Se o VCJ representava a precisão, o simbolismo e a influência da ilustração clássica, Jim Phillips apostava no excesso, na cor e na energia visual. E funcionou.
A Santa Cruz já existia desde o início dos anos setenta sob o chapéu da NHS, mas foi a chegada de Phillips como diretor artístico que acabou por definir a personalidade visual da marca. A sua experiência anterior a desenhar cartazes de concertos e arte psicodélica encaixou perfeitamente no momento que o skate vivia. O resultado foi uma coleção de criaturas impossíveis, monstros deformes, mãos com vida própria, caveiras exageradas e personagens que pareciam escapados de uma capa de banda desenhada underground.

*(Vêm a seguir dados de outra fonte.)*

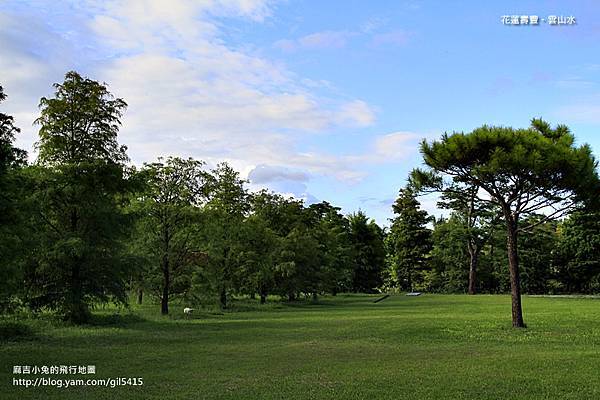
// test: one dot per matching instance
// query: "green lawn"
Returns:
(345, 347)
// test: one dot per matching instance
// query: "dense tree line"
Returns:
(82, 226)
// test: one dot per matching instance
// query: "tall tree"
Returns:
(577, 254)
(80, 182)
(369, 253)
(227, 207)
(521, 171)
(169, 213)
(11, 219)
(409, 239)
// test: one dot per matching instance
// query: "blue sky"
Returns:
(320, 100)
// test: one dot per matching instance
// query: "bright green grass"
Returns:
(429, 347)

Ao contrário da Powell, onde muitos gráficos transmitiam uma sensação épica ou quase mitológica, a Santa Cruz apostou em algo mais visceral. As suas ilustrações eram divertidas, agressivas, exageradas e, acima de tudo, inesquecíveis.
O interessante é que, embora durante anos se tenha apresentado a Powell e a Santa Cruz como polos opostos, a realidade é que ambas as marcas ajudaram a construir a idade de ouro da arte no skate. Uma trouxe elegância e simbolismo; a outra, personalidade e uma capacidade única para criar ícones visuais que continuam a funcionar quarenta anos depois.
Poucas épocas concentraram tanta criatividade em tão pouco tempo. E poucas deixaram tantos gráficos que ainda hoje são reeditados vezes sem conta.
A prova começa com uma mão azul que acabou por se tornar num dos símbolos mais reconhecíveis de toda a cultura skate.
Screaming Hand
Marca Santa Cruz / Speed Wheels
Pro model (brand logo)
Designer Jim Phillips
Phillips levava anos a desenhar variantes (um náufrago a gritar com a mão fora de água). Em 1985 reformulou o conceito: uma mão azul a gritar com boca própria entre os dedos. Era para a linha Speed Wheels mas acabou por engolir toda a marca. O 30.º aniversário foi celebrado com uma exposição itinerante por mais de 25 países.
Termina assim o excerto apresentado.